Alexander Berkman (Frontispiece)
The Author at the Time of the Homestead Strike
Western Penitentiary of Pennsylvania
Facsimile of Prison Letter
"Zuchthausbluethen"
Cell Ranges
The Tunnel

       Table of Contents

       Table of Contents

       Table of Contents

       Table of Contents

      I

      Clearly every detail of that day is engraved on my mind. It is the sixth of July, 1892. We are quietly sitting in the back of our little flat—Fedya and I—when suddenly the Girl enters. Her naturally quick, energetic step sounds more than usually resolute.
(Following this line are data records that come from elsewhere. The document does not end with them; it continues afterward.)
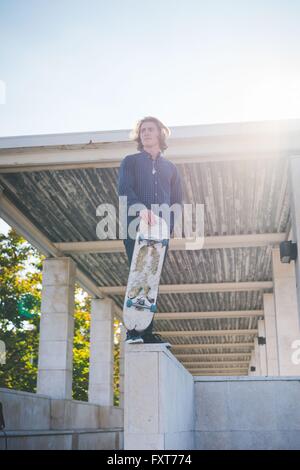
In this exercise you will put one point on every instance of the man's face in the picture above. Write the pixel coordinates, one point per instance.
(149, 134)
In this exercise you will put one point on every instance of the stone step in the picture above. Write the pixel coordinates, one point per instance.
(70, 439)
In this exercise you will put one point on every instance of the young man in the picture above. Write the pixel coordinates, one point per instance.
(148, 178)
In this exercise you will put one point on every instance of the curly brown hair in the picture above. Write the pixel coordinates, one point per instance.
(164, 132)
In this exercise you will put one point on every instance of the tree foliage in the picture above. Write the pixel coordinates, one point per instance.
(20, 310)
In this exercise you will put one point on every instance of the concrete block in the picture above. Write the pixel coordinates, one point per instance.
(56, 355)
(56, 326)
(25, 411)
(101, 372)
(141, 393)
(211, 409)
(58, 271)
(55, 383)
(57, 299)
(251, 407)
(144, 441)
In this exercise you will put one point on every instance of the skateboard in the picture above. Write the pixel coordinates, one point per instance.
(143, 281)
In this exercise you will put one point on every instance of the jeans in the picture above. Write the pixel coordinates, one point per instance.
(129, 247)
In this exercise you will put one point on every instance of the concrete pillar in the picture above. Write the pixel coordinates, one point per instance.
(252, 364)
(262, 347)
(294, 186)
(101, 352)
(55, 364)
(271, 335)
(257, 357)
(122, 365)
(159, 400)
(287, 321)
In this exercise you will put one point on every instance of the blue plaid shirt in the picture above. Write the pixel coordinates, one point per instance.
(147, 181)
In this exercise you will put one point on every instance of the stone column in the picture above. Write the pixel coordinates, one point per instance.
(101, 352)
(294, 185)
(252, 363)
(159, 400)
(287, 321)
(257, 357)
(262, 347)
(271, 335)
(122, 365)
(55, 363)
As I turn to her, I am struck by the peculiar gleam in her eyes and the heightened color.

      "Have you read it?" she cries, waving the half-open newspaper.

      "What is it?"

      "Homestead. Strikers shot. Pinkertons have killed women and children."

      She speaks in a quick, jerky manner. Her words ring like the cry of a wounded animal, the melodious voice tinged with the harshness of bitterness—the bitterness of helpless agony.

      I take the paper from her hands. In growing excitement I read the vivid account of the tremendous struggle, the Homestead strike, or, more correctly, the lockout. The report details the conspiracy on the part of the Carnegie Company to crush the Amalgamated Association of Iron and Steel Workers; the selection, for the purpose, of Henry Clay Frick, whose attitude toward labor is implacably hostile; his secret military preparations while designedly prolonging the peace negotiations with the Amalgamated; the fortification of the Homestead steel-works; the erection of a high board fence, capped by barbed wire and provided with loopholes for sharpshooters; the hiring of an army of Pinkerton thugs; the attempt to smuggle them, in the dead of night, into Homestead; and, finally, the terrible carnage.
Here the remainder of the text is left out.